Laurmolonlabe · Yesterday 12:32

Attempt to remove it yourself then professional clean and your DD pays for it.No friends around for at least 6months.

redstararnie76 · Yesterday 12:35

Duplicate

redstararnie76 · Yesterday 12:35

I sympathise. When my daughter wasn’t much older, she had a sleepover downstairs and they were ‘cat walking’ through our conservatory into the dining room, yanking the curtains open. I told them to be careful, but I didn’t stop them…. They managed to pull the curtain rail out of the wall. I wasn’t happy, but it was my fault for not being stronger and stopping them. The kids were very sheepish and apologised. I didn’t ask or expect anyone’s parents to pay, I just learnt from it for the future.

Nousernameideaaga · Yesterday 12:36

Wetblanket78 · Yesterday 12:13

You knew they had them but left them to it. Why didn't you tell them to go in the kitchen where it would easily be cleaned up? Who has cream carpet in the hall anyway especially not with kids?

Ace bleach is good for stuff like this. Get the one for colours though not whites.

wait - what? Talk to me about bleach for colours ….. is that a real thing? How does it work? (Real question, no sarcasm)
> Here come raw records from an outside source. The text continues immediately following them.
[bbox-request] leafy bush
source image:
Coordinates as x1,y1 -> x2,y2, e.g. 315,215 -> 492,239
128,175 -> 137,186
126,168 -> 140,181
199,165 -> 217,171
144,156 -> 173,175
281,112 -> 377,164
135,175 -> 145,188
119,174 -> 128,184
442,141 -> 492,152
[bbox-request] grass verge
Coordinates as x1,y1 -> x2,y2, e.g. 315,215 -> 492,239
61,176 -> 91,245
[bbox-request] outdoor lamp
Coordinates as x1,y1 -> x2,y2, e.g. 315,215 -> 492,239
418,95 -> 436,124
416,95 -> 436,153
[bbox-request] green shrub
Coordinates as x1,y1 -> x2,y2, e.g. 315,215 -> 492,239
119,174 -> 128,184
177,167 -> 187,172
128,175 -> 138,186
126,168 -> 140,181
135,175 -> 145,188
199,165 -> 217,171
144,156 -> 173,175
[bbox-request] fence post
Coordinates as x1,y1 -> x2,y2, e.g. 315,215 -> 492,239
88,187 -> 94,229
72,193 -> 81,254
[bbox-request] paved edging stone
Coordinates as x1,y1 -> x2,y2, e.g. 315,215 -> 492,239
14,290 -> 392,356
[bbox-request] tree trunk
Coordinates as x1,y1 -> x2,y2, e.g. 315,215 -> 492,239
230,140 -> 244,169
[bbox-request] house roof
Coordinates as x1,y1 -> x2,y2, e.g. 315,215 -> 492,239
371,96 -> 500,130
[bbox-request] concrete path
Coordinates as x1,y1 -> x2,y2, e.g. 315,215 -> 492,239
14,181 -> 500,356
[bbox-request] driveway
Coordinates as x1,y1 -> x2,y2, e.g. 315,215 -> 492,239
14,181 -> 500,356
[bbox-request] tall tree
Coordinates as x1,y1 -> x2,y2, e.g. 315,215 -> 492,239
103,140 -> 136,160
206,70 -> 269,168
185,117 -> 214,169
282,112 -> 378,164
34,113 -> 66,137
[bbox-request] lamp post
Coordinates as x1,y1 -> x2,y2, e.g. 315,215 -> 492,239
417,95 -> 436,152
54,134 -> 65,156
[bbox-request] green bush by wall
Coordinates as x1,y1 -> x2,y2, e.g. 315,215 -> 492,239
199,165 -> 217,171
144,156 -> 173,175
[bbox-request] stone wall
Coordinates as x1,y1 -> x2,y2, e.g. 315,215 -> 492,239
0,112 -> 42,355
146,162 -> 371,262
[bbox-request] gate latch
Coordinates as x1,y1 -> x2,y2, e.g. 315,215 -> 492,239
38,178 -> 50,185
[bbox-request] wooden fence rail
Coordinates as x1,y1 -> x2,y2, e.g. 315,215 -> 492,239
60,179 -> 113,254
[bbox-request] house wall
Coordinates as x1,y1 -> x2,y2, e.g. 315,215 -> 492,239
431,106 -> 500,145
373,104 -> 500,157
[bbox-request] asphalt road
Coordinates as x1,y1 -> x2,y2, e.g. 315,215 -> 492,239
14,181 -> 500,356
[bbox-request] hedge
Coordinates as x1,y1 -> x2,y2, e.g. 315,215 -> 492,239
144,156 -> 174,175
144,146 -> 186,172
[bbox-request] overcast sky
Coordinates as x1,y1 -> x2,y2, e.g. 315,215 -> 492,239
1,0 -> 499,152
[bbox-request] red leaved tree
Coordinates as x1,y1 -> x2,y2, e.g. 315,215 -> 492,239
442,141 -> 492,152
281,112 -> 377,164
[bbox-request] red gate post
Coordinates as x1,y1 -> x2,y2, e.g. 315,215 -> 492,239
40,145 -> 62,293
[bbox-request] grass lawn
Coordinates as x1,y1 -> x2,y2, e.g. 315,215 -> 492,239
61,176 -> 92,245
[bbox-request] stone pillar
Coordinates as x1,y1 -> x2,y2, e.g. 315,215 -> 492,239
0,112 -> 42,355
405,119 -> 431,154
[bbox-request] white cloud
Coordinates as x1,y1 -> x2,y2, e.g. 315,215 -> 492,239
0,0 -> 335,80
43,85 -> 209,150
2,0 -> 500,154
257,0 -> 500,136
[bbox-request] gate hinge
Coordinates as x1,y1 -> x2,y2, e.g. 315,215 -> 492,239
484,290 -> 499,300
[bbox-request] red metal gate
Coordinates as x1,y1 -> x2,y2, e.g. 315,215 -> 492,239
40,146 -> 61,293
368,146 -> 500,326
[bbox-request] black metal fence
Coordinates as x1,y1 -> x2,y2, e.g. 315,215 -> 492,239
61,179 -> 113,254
needsnapchat · Yesterday 12:38

Laurmolonlabe · Yesterday 12:32

Attempt to remove it yourself then professional clean and your DD pays for it.No friends around for at least 6months.

Incredible how much some people appear to hate their own kids.

Its likely in this case however, that the DDs friends won’t have any intention of coming back anyway so the OP can rest easy on that front. Her DD on the other hand may wish her mother had handled it differently. I really hope this does not cause friendship issues for her.